Ue e Canada cercano accordo sui visti a Romania e Bulgaria, per salvare il Ceta

Tra Bruxelles e Ottawa c'è un patto per l'esenzione che non è applicato però ai due Paesi dell'Est che minacciano di porre il veto al trattato di libero scambio se non finirà questa discriminazione

Bruxelles – Unione europea e Canada provano a trovare una soluzione alla questione dei visti che Ottawa, in deroga agli accordi di esenzione stipulati con Bruxelles, mantiene per due Paesi membri: Bulgaria e Romania. Il commissario all’Immigrazione, Dimitris Avramopoulos, ha incontrato il ministro canadese John McCallum, insieme ai rappresentanti dei governi romeno e bulgaro, rispettivamente Dragos Tudorache, a capo della Cancelleria del primo ministro romeno e Rumen Alexandrov e Philip Gounev, vice ministri degli Esteri e degli Interni della Bulgaria. Avramopoulos ha reiterato la richiesta della “piena reciprocità” sull’esenzione dei visti, che deve quindi riguardare tutti gli Stati membri, spiega una nota dell’esecutivo comunitario in cui si legge che le parti “sono d’accordo sulla necessità di compiere passi concreti per migliorare la situazione attuale”. Domani l’esecutivo dovrebbe pronunciarsi sulla questione che resta aperta da più di due anni.

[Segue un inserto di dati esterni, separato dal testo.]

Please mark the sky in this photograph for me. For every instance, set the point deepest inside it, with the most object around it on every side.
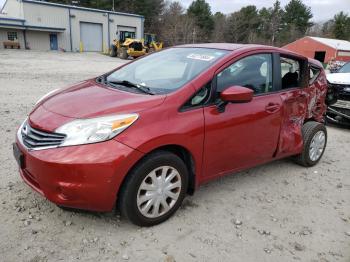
(321, 9)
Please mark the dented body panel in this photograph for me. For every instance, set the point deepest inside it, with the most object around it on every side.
(218, 138)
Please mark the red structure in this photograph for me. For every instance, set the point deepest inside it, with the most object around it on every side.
(321, 49)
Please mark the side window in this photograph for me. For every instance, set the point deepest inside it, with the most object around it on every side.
(314, 73)
(290, 73)
(254, 72)
(200, 98)
(12, 36)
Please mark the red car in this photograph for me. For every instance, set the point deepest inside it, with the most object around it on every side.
(148, 133)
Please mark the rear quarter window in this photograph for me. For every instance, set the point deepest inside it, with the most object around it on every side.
(314, 72)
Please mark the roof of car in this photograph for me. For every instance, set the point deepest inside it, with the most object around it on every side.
(246, 47)
(226, 46)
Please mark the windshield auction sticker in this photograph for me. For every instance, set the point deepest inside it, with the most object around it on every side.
(201, 57)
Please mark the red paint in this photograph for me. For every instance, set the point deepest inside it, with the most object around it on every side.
(243, 135)
(307, 46)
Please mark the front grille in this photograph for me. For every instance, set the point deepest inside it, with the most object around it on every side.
(34, 138)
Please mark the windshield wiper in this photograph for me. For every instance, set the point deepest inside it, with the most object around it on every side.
(142, 88)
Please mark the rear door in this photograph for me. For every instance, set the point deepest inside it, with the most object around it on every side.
(245, 134)
(296, 97)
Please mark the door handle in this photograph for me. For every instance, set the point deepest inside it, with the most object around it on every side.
(272, 108)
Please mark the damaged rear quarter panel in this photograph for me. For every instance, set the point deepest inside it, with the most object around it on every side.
(300, 106)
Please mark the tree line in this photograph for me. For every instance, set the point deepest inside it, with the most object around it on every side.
(276, 25)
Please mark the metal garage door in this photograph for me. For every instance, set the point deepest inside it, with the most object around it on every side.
(91, 36)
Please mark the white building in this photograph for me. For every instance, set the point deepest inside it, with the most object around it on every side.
(40, 25)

E sul tavolo c’è molto di più della semplice reciprocità nell’esenzione, c’è anche il destino dell’accordo di libero scambio tra Ue e Canada. Il Ceta è stato proposto dalla Commissione come un accordo”misto”, e questo significa che dovrà passare al vaglio, non solo di Parlamento e Consiglio Ue, ma anche di tutte le Camere dei Paesi membri, e Romania e Bulgaria sono pronte a porre il loro veto al trattato se l’obbligo di visto per andare in Canada, che permane in Europa solo per loro e Repubblica Ceca, non verrà tolto.

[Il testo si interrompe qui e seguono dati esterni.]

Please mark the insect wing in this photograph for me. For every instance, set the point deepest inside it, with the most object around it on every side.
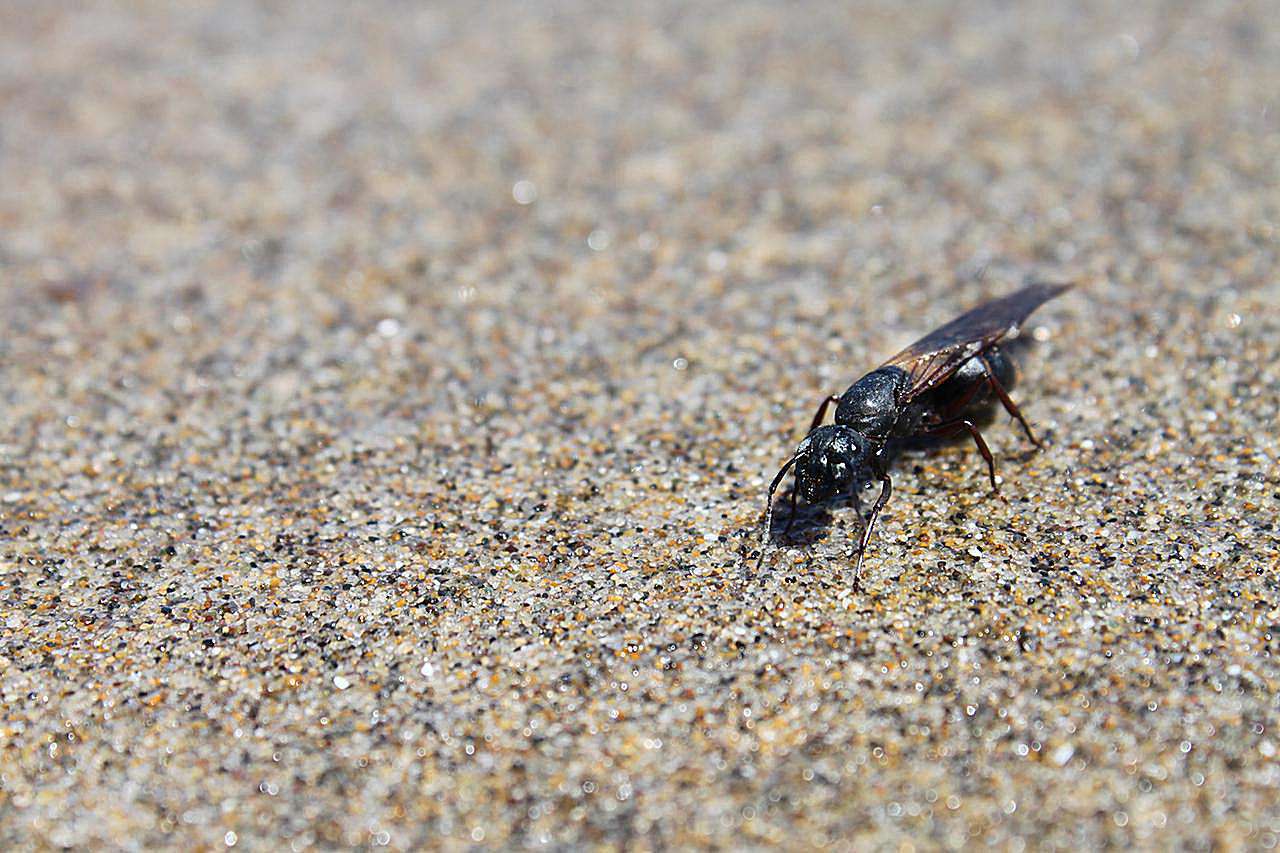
(937, 355)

La questione della reciprocità sui visti prosegue da tempo, ad aprile la Commissione era arrivata anche a minacciare Stati Uniti e Canada di sospendere per un anno l’esenzione per i cittadini canadesi e statunitensi, essendo arrivata a un periodo di tolleranza di 24 mesi dalla notifica della situazione di irregolarità. Ma l’esecutivo guidato da Jean-Claude Juncker ha preferito poi proseguire con la linea morbida piuttosto che inasprire il confronto.